Sunday, 20 February 2011

Cycling is part of my life.

SSE with thick mizzly mist today, winter in Cornwall. As the mist lifts the colours of the seascape are magnificent but so are the sounds of the sea and the freshness in the air. I lie in bed at night just listening to its rolling thunder. In Big Sur Jack Karouac tired to write the sounds of the ocean, I never thought he did it justice. He was listening to the Pacific, a very different place to the stormy Atlantic. The sound of our beach doesn’t resemble Penzance’s a few miles down the coast where the shush of the shingle gives it a respiratory lisp: Ours is a mile of sand and just pounds away.   

The two big passions of my life are cycling and ornithology. Cycling came into my life via my elder brother, ornithology via my father.

My bother pointed out in 1962 that an English cyclist called Tommy Simpson had come 6th in the Tour de France and worn the coveted yellow jersey. For reasons I can not fathom I was hooked from that moment onwards. We all rode bikes and we raced around but I never joined a club or ever rode an official race. I won two very unofficial races in my entire career but many thousands of virtual races in my head, mostly highly prestigious European ones.

In those days it was hard to follow the European professional racing as with virtually no GB riders in Europe there was no media coverage.
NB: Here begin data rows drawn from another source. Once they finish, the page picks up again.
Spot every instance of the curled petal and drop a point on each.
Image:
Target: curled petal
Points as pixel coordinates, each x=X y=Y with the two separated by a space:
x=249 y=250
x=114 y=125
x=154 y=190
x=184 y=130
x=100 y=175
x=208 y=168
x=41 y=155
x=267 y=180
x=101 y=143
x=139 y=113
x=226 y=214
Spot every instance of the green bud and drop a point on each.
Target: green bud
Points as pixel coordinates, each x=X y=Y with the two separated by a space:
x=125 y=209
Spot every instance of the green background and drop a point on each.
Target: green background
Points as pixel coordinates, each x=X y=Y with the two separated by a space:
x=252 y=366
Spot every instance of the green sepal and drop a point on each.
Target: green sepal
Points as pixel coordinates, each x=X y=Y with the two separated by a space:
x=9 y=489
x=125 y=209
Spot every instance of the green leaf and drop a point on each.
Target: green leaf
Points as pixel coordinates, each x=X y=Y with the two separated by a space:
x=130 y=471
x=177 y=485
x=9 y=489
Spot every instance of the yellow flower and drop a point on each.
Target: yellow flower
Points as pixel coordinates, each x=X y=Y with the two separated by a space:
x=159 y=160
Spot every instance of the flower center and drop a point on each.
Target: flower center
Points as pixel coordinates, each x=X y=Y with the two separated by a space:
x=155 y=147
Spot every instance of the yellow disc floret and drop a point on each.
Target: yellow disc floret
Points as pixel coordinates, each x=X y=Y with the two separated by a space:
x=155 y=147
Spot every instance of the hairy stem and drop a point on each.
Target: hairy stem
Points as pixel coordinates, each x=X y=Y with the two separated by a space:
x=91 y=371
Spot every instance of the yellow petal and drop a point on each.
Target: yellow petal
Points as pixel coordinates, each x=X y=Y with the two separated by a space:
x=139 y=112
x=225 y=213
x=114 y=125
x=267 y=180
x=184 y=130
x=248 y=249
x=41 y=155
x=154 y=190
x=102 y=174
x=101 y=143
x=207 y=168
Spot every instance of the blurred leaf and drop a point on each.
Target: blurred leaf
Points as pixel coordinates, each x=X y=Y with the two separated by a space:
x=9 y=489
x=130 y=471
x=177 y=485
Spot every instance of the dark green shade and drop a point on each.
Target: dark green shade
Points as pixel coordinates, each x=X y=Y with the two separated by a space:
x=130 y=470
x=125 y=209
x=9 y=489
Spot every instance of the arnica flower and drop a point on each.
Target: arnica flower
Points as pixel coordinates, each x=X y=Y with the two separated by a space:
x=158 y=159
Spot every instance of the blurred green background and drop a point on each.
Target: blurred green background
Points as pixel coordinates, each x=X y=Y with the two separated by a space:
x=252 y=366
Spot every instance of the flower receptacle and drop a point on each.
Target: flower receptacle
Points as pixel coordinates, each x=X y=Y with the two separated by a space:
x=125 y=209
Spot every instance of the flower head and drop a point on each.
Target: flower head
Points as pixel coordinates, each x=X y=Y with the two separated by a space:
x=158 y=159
However I discovered that Georges Bookshop on the top of Park Row in Bristol sold foreign magazines and intermittently one called Mirroir du Cyclism appeared on the rack. It was all in French but full of wonderful black and white photos of the great men. I stared at the pictures, cut them out and stuck them on my wall and finally learnt to read French, something which in years of school I failed otherwise to accomplish. I think it had something to do with motivation, an attribute few French teachers especially Colonel Shallow managed to achieve in me. He slept most of the time whilst we quietly watched not daring to wake him. Then came Cyclingweekly which I bought for years keeping track of the smalltime English professional scene and finally some races made it to TV. As I didn’t have one I had to spend time lurking outside TV shops on various High Streets so I could watch the five or ten minutes of silent races.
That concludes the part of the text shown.